Наталья Крымова - Владимир Яхонтов Страница 43
Наталья Крымова - Владимир Яхонтов читать онлайн бесплатно
Так наступил момент, когда художник впервые оглянулся на свое детство. Оглянулся и новыми глазами увидел знакомую картину. То, к чему он, став взрослым, потерял интерес, отбросил и постарался забыть, вдруг проступило в более общих и четких очертаниях. Он удивился собственному родству с этим, казалось, безвозвратно ушедшим прошлым, и тому, что смотрит на все это как бы со стороны, и судит, и жалеет. Нежно жалеет; смеясь над самим собой, освобождается от жалости и не может освободиться.
Смесь рабства и бунта (неискоренимого рабства и робкого, подпольного бунта), мечтательности и житейской прозы, душевной ограбленности и нечаянных высоких порывов — все, все знакомо.

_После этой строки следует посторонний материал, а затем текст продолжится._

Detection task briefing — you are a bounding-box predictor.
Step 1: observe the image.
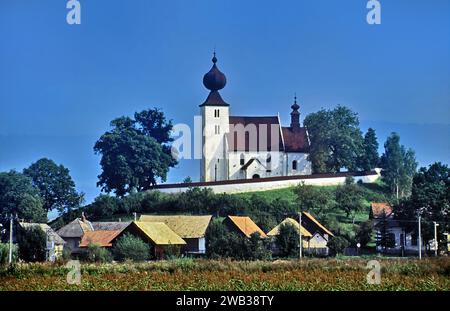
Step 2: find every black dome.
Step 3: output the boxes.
[203,53,227,91]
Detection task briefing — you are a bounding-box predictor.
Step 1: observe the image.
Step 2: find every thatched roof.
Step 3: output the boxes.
[19,222,66,245]
[267,218,312,238]
[56,218,94,238]
[139,215,212,239]
[132,221,186,245]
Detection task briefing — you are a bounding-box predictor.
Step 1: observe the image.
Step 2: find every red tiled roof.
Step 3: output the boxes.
[227,116,284,151]
[370,202,392,218]
[80,230,121,247]
[282,127,309,153]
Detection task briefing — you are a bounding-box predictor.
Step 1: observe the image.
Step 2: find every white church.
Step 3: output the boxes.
[200,53,312,182]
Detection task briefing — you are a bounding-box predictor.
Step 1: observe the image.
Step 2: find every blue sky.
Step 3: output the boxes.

Отец был статен, красив, а всю жизнь робел и гнул шею, постукивая счетами, подсчитывая чужие доходы. Подобно Мечтателю, который четыре ночи был счастлив, бродя с Настенькой по улицам, акцизный чиновник Яхонтов считанные дни провел в счастливом чаду, встретив варшавскую красавицу, а потом, как герой Достоевского, мог воскликнуть: «Она вырвалась из рук моих и порхнула к нему навстречу!» Момент, когда отец и сын с тоской смотрели, как пароход отделялся от пристани, а мама с палубы махала зонтиком, на всю жизнь пронзил тоской. Вот откуда появились зонтики в «Петербурге», а не только оттого, что «в Петербурге дурная погода — довольно частое явление», как объясняет Яхонтов в своей книге. В повести Достоевского у героини, кажется, нет зонтика. Но рассказ Настеньки было очень удобно читать, сидя на скамеечке и рисуя белым зонтиком на полу, как на песке. И кто бы ни появлялся после этого на сцене — Акакий Акакиевич, размышляющий о новой шинели, Евгений, думающий о Параше, или Мечтатель, — ситцевый зонтик белел на вешалке, как знак чьего-то неприсутствия, какой-то желанной тени, мелькнувшей и исчезнувшей.

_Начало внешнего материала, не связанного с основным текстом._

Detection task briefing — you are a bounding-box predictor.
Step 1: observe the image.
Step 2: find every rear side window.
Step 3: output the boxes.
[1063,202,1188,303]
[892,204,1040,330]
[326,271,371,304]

Попова считала, что необходимо написать об этом, как она говорила, — о «прибавочном капитале», который возникал в спектаклях Яхонтова от воспоминаний о детстве и Нижнем Новгороде, писем отца, отношений с матерью, «то есть о тех деталях, которые подчас не берутся в расчет и ни на каких весах не взвешиваются». Она знала, насколько чувствителен был нервный аппарат Яхонтова к такого рода ассоциациям. В самый момент работы над «Петербургом» будто кто-то толкнул их, и они с Поповой поехали в Нижний.
Из восьми комнат протоиерейского дома Николаю Ивановичу Яхонтову оставили одну, где он жил с новой женой, тихой Полей. А так все было, как раньше, — чисто вымытые янтарные полы, иконы в углу, дедовские часы. «Здесь я впервые увидела Николая Ивановича, — рассказывает Попова, — в тонкой шелковой рубашке русского покроя, в сапогах бутылками, у медного самовара. Он сидел, изящно подперев щеку двумя пальцами, и смотрел через пенсне на шелковом шнурочке какими-то вялыми, добрыми и мечтательными глазами… А Владимир Яхонтов был чуть ироничен и чуточку скрытен. Глазами он смотрел на отца другими — прищуренными, серыми, окаймленными пушистыми ресницами, брови густо нависали над глазами и смотрели эти глаза на отца по-дедовски».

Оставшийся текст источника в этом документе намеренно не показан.